Mitgliederzahl ist entscheidend

Wichtigstes Kriterium für die Beurteilung der Durchsetzungskraft ist die Mitgliederzahl. Denn davon ist abhängig, über welche finanziellen Mittel die Arbeitnehmervereinigung verfügt. Das entscheidet z. B. über die Schlagkraft eines Streiks, für dessen Erfolg auch wesentlich beiträgt, ob und wie lange Arbeitnehmer*innen einen Streik durchhalten können. Auch für die organisatorische Leistungsfähigkeit ist wichtig, dass in der Organisation der Arbeitnehmervereinigung eine ausreichende Anzahl von Personen mitwirkt.

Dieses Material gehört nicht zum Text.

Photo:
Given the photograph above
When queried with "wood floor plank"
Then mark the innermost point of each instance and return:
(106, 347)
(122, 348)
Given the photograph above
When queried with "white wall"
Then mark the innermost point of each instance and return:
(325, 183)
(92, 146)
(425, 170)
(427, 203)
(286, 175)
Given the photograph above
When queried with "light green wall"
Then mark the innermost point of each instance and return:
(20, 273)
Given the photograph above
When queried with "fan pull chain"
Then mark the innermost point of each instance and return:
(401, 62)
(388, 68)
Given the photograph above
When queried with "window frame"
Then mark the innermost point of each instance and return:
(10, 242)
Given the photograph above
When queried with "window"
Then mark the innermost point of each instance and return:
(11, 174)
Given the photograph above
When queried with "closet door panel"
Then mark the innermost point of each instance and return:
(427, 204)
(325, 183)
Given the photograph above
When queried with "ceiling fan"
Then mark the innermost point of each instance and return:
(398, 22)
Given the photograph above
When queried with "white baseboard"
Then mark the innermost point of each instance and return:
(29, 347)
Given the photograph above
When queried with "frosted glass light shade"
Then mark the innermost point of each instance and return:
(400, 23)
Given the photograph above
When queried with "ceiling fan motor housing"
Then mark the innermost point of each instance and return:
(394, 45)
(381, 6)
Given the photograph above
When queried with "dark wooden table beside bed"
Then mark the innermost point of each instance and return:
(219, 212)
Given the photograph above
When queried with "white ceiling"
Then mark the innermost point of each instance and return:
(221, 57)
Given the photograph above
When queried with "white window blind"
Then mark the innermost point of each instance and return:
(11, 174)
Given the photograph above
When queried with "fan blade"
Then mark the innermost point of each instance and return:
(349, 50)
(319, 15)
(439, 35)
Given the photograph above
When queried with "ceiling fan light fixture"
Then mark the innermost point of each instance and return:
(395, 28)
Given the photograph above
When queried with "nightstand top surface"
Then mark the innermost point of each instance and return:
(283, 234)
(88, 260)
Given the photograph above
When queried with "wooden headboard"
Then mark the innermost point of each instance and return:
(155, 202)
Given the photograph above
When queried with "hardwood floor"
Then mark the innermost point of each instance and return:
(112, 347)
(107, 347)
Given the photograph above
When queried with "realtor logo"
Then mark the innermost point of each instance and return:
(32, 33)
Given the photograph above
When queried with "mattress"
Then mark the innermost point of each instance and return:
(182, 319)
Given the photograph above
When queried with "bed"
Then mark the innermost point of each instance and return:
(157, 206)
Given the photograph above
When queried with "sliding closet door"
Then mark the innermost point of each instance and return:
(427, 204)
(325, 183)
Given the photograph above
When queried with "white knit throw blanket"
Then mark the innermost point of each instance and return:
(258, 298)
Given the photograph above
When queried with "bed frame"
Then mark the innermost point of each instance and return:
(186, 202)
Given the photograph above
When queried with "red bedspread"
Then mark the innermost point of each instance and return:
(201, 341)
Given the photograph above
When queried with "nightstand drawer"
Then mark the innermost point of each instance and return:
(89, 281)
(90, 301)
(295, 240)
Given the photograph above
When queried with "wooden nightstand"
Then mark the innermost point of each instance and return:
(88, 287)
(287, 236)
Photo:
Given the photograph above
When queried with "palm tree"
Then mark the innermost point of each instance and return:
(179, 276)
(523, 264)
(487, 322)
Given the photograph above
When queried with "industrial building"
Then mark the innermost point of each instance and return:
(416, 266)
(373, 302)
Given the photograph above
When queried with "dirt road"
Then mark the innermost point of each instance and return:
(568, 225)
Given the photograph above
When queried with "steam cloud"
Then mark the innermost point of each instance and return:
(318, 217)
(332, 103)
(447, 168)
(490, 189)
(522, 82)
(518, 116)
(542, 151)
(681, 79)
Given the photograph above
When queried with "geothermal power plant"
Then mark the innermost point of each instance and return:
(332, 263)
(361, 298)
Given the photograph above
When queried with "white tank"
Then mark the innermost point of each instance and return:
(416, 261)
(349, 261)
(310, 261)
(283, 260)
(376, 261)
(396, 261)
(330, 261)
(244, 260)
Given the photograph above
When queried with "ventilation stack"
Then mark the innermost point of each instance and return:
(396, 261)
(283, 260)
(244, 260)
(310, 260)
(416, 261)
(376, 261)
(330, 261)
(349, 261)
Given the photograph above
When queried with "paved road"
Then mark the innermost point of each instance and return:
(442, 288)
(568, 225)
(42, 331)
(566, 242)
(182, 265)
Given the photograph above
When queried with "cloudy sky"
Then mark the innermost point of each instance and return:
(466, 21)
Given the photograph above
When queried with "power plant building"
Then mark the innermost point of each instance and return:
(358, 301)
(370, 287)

Mitgliederzahl muss belegt werden

Die NAG hatte im Prozess trotz gerichtlicher Aufforderung konkrete Angaben zu ihrer Mitgliederzahl und Mitgliederstruktur abgelehnt. Ihre Begründung: die Angaben könnten andernfalls von der Konkurrenzgewerkschaft missbräuchlich gegen sie verwendet werden. Nach ständiger Rechtsprechung des BAG sind jedoch Angaben zur Mitgliederzahl erforderlich. Darauf kann nicht verzichtet werden. Ansonsten fehlt es an einer Grundlage, auf der die Gerichte die Mächtigkeit der Arbeitnehmervereinigung beurteilen können. Namen müssen nicht mitgeteilt werden; die Mitgliederstruktur muss auch nicht nach Regionen aufgeschlüsselt werden. Es reichen Mitteilungen zur Mitgliederzahl, aus denen die Gerichte schließen können, dass die Vereinigung in ihrem Zuständigkeitsbereich nicht nur eine ganz unbedeutende kleine Zahl von Mitgliedern vertritt. Diese Angaben müssen dann aber auch nachgewiesen werden.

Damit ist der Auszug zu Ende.